The density of the Earth
But there are a few problems with our calculation. First, we assumed the Earth was of constant density and that the gravitational acceleration at the surface (that 9.8 m/s2 number) would carry us through the entire trip. We know this can’t be accurate because we know that our planet isn’t a uniform sphere. Instead, there are layers of solid and molten rock that will affect the strength of gravity’s pull on us, assuming we can get through those layers, of course.
In work published in the American Journal of Physics, Alexander Klotz found that the trip to the other side of the Earth should take about 38 minutes.
While scientists are still trying to figure out what the innermost parts of the Earth’s core are made of, we can make our best estimate for how the density changes as a function of distance from the center. In work published in the American Journal of Physics, Alexander Klotz, a graduate student at the time, used actual seismic data (that uses reflected waves) to create a rough map of the density changes in the Earth. He calculated how the gravitational pull of the Earth changes layer by layer as you move toward the center. He found that the trip to the other side should really take closer to 38 minutes.
Wind resistance
Remember when we assumed our tunnel through the center of the Earth was in a vacuum? Well, that’s another issue with our calculation—the presence of drag or wind resistance. In a vacuum, there’s nothing but gravity to slow us down or speed us up. But in reality, the friction between us and the air molecules in the tunnel would slow us down. This deceleration would throw off that perfect match between the two halves of our trip.

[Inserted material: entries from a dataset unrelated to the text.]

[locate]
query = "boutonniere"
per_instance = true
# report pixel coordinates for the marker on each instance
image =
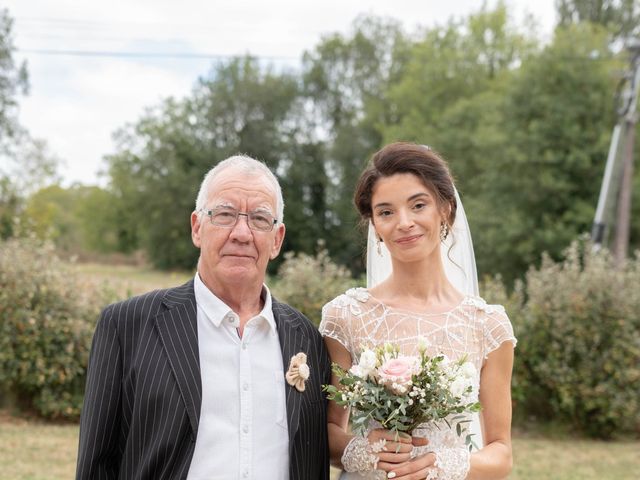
(298, 371)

If we were ever to make the gravity tunnel a feasible method of transportation, we would have to design shuttle materials that reduce the effects of drag.
Drag can be modeled in different ways (and come on, we’re talking about a theoretical tunnel through the center of the Earth here) but physicists have made some reasonable assumptions to find that it would slow your trip down to anywhere from 28 hours to 1.8 years. If we were ever to make the gravity tunnel a feasible method of transportation, we would have to design shuttle materials that reduce the effects of drag.
We’ve thrown in a few other assumptions to our calculation—we’ve ignored Earth’s rotation and assumed we never touch the tunnel walls. And, of course, we know that tunneling into the Earth is prohibitively expensive. But it’s still fun to think about the possibilities a gravity train would provide—like easier trade and communication—and they’ve been seriously proposed throughout history.
Shortcuts to the other side of the planet would also help take down the idea that our antipodes in geography must also be our cultural opposites.